И мир будет шататься до тех пор, как доллар будет гулять по свету.
Это была не просто заурядная схватка на ковре двух борцов — соперников. А смертельная битва в необычной войне, нацеленной немецким генеральным штабом на поголовное истребление евреев, русских, славян. Не зря на наш народ спустили с цепи зверя еще ночью. На дикую охоту. И к этому никто не был готов. И сколь же существенно и мобильно орудовали на территории России вторгшиеся орды солдат союзнических стран гитлеровской Германии и ее добровольцев. Этих непрошенных гостей было, может, пол-Европы, если пересчитать всех. Своеобразный блок НАТО, воинственный, направленный исключительно против России, как и нынешний, как ни крути, ни темни отговорками. Они лишь ужимки темных закройщиков. Дела не лгут.
Так Россия вынужденно, истекая кровью, в одиночку отбивалась от своры насевших на нее врагов, отбивалась не год и не два. Никто своевременно не поспешил ей на помощь, хотя бы малую. Значит, в этом злосчастии нет вины красных командиров — бойцы, как могли, бились и гибли, спасая население и страну от погибели полной.
В схожей ситуации оказалась одна молодая особа. Как-то ныне днем у бензоколонки в людном месте, двое громил-барсеточников попытались выхватить из ее автомашины сумочку с деньгами, а главное, с офисными документами. И она, такая хрупкая девушка, даже не ожидая от себя такой ярости, в драке расцарапала налетчикам руки, долго не сдавалась и отбила сумочку. Налетчики выругались и скрылись. Это видели посетители бензоколонки, но никто не пришел ей на помощь. Даже и в те полчала, когда она, сидя на траве, рыдала от обиды — не могла сразу успокоиться, — никто не подошел к ней и не посочувствовал ей в беде.
Россия выстояла с честью в битве с нацистами, побила их и изгнала вон и, мало того, затем добила их в логове, при участии уже союзников, освободив от гитлеровцев население большей части Европы, нуждавшееся в таком освобождении, чего оно само не могло сделать.
Однако вышло то, чего нынешняя европейская дама вроде бы стесняется тех случившихся обстоятельств, она стесняется это признать или просто хотела бы быть освобожденной другим роскошным кавалером; она охотно льнет в ряды натовцев, ей к лицу быть лишь в претензии к России за то, что не так что-то было сделано и что она уже не помнит, просила ли она об этом.

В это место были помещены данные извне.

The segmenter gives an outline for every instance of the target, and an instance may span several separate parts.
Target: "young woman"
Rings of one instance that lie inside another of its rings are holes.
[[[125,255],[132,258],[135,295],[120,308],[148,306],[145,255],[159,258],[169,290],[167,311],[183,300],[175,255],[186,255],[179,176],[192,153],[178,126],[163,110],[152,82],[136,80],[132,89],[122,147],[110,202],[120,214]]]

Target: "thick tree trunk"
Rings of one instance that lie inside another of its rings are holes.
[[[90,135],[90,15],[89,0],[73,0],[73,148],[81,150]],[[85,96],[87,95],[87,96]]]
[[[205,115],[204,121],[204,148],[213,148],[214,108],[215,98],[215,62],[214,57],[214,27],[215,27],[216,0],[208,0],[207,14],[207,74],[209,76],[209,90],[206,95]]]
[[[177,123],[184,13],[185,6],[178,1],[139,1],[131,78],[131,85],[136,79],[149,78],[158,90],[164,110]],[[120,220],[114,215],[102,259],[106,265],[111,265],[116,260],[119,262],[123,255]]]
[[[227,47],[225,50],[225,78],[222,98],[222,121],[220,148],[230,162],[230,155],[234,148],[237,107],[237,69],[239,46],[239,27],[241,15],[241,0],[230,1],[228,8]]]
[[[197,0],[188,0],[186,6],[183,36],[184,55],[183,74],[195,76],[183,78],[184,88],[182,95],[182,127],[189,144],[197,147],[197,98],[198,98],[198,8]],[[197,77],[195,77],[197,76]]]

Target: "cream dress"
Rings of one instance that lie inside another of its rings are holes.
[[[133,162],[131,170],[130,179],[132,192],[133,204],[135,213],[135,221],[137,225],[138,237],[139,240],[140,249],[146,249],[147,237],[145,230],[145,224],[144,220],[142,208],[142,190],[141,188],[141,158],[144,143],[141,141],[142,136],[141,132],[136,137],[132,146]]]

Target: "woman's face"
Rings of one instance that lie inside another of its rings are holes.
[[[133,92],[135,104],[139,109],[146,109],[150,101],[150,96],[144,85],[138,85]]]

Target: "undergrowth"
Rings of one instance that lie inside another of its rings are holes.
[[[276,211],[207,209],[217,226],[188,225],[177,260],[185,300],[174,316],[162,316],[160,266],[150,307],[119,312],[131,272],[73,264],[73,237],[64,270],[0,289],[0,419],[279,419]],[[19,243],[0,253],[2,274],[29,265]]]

Политики Запада пошли на конфронтацию с СССР.
Холодную войну придумал не Кремль, она — на совести бульдога Черчилля и желчного Трумэна, предполагавших начать еще более смертоносную атомную бомбардировку городов России, чтобы сдержать ее политическое возвышение в мире. С этой целью и был создан блок НАТО — вертихвостка в руках американцев, великих мастеров инквизиторских зачисток и устранения неугодных режимов и людей. Сей военный блок уже замешан в развале независимой Югославии и бомбардировке непокорной Ливии. А также в травле псевдоевропейским судом жертв агрессии, а не истинных зачинщиков и покровителей.
На ограничении других нельзя жить, можно жить лишь на самоограничении.
После-то краснобойства тракториста и коммунистического лидера Горбачева, после его предательства одних немцев, друзей, перед другими, и своего народа, после-то развала им Советского Союза и позорного бегства за границу… На задворки истории…
Натовцы ополчились на нас, русских, с легкостью устроив украинскую вакханалию для того, чтобы ослабить Россию; но они и сами теперь не знают, как им остановить такой хаос рядом и выбраться самим из-за этого передела не ужасными злодеяниями, а лишь пошалившими ангелами, которые могут себе позволить все в своей компании.
Впрочем их воинственный напор невелик, несмертелен для нас; он несравним по силе с немецко-фашистским зверьем, спущенным на нас с цепи Европой в 1941 году. Но до чего же живуч аналог: уже четверть века эта непорочная рабская вертихвостка содержит еще собственных рабов — русских неграждан и не замечает такого арпатеида в Прибалтике.
А это уже следствие явного заката западной модели сосуществования европейских народов, исповедующих воинственность во всем в пресловутой борьбе за права человека. Трындят и трындят их оракулы купленные.
Мир людской же стремительно летит вместе с планетой, меняется на глазах, и его ничто не остановит. Ни раж натовских борзых, ни новая холодная война англосаксов, враждебных миру, ни даже африканская чума, ни вспышка неонацизма. И ни государственный терроризм.